Here's all the election activity by our house- a taxi cab festooned with party flags blaring campaign slogans from loudspeakers. A political rally was broken up by police at the end of our street for blocking the road. Election rallies and the huge crowds they draw blocking main roads has been a problem during this election. It takes hours just to drive across town due to the impeded traffic. It has gotten got so bad the NHRC declared that political rallies that block roads are a violation of human rights. I didn't know that - I thought they were just a public nuisance!


This was by far the most unique election publicity campaign to date. A camel with cart and driver was hired by supporters of Independent candidate Raj Bahadur Chaudhary in Kapilvastu Constituency-1 (B) (in southern Nepal). The story was reported in the Kathmandu Post. The camel is named Sher Mohammed and his handler is Mr Abdul Mangal of Ajmer, India. It took four months for Mr Mangal and Sher Mohammed to walk all the way from their home state of Rajasthan to Nepal. The candidate and his helpers rode about in the cart handing out flyers to curious onlookers. It seems the children were most excited to see a real camel as they'd only seen pictures of one in books before. Sher Mohammed looks fairly nonplussed (as camels usually do).

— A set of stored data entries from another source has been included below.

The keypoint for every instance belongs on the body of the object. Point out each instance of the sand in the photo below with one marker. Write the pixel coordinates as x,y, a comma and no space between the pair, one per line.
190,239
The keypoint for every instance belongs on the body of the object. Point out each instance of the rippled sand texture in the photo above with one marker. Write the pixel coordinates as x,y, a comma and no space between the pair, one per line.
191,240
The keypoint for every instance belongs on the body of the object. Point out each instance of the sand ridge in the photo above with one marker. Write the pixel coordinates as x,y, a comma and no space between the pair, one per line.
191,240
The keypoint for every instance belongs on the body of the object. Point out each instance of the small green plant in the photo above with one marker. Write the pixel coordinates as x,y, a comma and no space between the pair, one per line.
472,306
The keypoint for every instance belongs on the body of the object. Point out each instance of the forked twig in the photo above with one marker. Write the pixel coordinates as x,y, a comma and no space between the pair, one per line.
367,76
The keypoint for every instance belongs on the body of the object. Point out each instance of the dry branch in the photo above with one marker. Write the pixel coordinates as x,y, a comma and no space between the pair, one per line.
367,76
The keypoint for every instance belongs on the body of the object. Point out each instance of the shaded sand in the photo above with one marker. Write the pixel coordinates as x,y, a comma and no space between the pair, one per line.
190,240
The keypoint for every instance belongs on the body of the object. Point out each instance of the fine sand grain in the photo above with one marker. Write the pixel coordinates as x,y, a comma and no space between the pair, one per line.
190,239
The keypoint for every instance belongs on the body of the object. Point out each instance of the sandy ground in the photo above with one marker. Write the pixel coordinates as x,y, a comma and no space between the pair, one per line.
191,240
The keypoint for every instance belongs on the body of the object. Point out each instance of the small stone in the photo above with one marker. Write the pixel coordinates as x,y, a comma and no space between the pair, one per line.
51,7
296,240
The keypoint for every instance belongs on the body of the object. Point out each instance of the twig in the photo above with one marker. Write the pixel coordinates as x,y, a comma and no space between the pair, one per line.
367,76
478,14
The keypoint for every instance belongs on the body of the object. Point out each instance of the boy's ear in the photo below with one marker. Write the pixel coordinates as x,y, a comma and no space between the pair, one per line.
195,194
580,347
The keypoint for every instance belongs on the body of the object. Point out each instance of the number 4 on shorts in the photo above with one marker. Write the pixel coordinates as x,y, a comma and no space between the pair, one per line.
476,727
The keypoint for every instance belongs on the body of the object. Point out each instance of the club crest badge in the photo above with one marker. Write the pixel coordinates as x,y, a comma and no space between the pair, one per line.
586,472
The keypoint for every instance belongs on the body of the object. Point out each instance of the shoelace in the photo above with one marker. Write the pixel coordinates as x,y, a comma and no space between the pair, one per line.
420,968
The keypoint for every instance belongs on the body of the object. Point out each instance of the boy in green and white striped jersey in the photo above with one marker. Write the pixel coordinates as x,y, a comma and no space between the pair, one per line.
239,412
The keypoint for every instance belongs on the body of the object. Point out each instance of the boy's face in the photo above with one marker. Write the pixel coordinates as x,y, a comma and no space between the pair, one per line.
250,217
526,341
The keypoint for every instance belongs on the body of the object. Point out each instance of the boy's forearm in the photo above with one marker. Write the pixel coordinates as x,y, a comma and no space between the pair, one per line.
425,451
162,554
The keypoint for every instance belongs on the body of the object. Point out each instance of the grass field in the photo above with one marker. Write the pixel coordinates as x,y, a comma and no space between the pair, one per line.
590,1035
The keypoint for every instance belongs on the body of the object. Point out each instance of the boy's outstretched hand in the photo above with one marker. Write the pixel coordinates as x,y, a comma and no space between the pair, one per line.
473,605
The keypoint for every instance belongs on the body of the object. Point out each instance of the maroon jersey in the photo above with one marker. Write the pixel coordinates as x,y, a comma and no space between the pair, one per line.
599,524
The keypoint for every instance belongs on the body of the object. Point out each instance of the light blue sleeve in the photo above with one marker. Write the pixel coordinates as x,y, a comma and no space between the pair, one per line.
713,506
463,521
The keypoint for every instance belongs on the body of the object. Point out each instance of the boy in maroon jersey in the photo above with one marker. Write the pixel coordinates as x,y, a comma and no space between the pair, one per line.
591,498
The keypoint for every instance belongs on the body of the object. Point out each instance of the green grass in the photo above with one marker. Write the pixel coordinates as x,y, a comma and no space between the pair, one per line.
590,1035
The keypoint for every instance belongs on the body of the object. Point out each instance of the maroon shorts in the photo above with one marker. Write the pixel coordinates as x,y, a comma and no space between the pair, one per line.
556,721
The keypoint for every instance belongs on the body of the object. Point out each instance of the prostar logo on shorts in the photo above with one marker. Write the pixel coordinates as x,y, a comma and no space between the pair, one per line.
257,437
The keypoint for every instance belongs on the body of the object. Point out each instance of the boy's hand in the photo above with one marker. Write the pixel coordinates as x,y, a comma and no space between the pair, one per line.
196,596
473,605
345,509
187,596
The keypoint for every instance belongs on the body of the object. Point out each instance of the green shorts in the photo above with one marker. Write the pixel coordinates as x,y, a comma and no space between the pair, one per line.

The next phase of the election is due to take place this Thursday, December 7th. Our district will go to the polls in this phase. Unfortunately incidents of blasts targeting candidates has continued. I've not heard of any attacks in our district and we are told the Nepalese Army has increased its presence in order to curb anti-poll activities. It has been unusually quiet in our neighborhood. We're not making any trips into town unless absolutely necessary until after the final phase of the election on Thursday.